Importantly, in regard to the impact which an employee being diagnosed with Covd-19 may have on the employer’s activities, he said that the employer must also consider whether it is necessary to close the work area.

“This is critical to note, as it may not always be necessary to close the immediate workplace, and certainly not the entire workplace, if the employee has had limited access to a building or premises, or limited contact with fellow employees.

“This consideration by the employer should be guided by the risk-based assessment suggested by the Department of Health, which requires (amongst other things) for workplaces surfaces to be disinfected,” said Workman-Davies.

The limited scope of this legal obligation is important to note, as it is not necessarily a legal requirement for an employer to shut down all of its operations, merely because a single employee has tested positive for Covid-19.

“It would be sufficient, according to the regulations, for the employee to be restricted from entering the workplace or, if already there, to isolate the worker and to provide him/her with a surgical mask and to arrange for the worker to be transported to a health facility or an area of self-isolation, in such a manner that does not expose other workers or members of the public to exposure.

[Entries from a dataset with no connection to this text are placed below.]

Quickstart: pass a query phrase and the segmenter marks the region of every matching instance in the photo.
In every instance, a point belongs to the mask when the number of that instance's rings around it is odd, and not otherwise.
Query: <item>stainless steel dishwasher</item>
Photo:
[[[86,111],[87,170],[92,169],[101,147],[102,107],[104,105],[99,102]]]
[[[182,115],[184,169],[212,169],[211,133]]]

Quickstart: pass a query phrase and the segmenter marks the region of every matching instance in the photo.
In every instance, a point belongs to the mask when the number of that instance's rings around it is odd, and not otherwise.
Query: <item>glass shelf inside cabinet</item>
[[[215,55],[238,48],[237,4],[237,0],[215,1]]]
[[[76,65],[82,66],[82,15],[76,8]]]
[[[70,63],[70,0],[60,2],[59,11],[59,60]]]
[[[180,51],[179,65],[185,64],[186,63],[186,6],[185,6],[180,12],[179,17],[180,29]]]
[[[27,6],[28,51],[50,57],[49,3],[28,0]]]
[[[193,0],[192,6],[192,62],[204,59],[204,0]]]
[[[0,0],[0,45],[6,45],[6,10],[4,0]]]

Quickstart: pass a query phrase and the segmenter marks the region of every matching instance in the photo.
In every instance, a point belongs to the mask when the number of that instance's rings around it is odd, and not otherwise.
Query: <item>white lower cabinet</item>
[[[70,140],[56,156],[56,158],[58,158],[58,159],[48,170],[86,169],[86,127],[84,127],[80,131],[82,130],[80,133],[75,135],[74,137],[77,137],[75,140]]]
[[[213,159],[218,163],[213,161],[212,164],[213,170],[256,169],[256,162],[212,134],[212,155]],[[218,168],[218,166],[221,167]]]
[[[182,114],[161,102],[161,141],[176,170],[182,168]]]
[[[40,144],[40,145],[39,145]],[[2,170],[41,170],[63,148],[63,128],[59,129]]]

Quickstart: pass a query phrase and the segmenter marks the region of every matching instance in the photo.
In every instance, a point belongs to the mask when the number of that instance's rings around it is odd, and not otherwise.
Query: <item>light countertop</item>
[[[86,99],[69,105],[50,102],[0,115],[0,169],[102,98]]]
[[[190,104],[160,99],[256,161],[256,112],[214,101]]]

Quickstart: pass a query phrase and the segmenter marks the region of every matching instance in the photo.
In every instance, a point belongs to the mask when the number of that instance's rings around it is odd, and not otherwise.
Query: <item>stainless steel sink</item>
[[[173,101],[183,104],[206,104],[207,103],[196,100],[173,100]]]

“The employer must also then, after the employee has left the workplace, introduce the abovementioned disinfecting measures, and to continue to exclude the employee from the workplace until such time as a medical practitioner is able to clear the employee for return to work,” said Workman-Davies.

In the interim, provided that the employer is compliant with its other obligations in terms of the Occupational Health and Safety Directions, it would be entitled to carry on with its operations without having to shut down access to other employees, or to members of the public seeking its services, the legal advisor said.

Any employees who were ordinarily or actually in contact with the symptomatic employee would need to be screened and monitored, and may even be sent on a fourteen day precautionary quarantine (in which case the UIF’s Temporary Employee Relief Scheme benefits would be available for such a person).

Werksmans Attorneys stressed that the measures set out above are the current legal obligations of an employer, in terms of the OHSA directions. It said that employers should adopt these measures as a common-sense approach to dealing with incidences of Covid-19 in the workplace.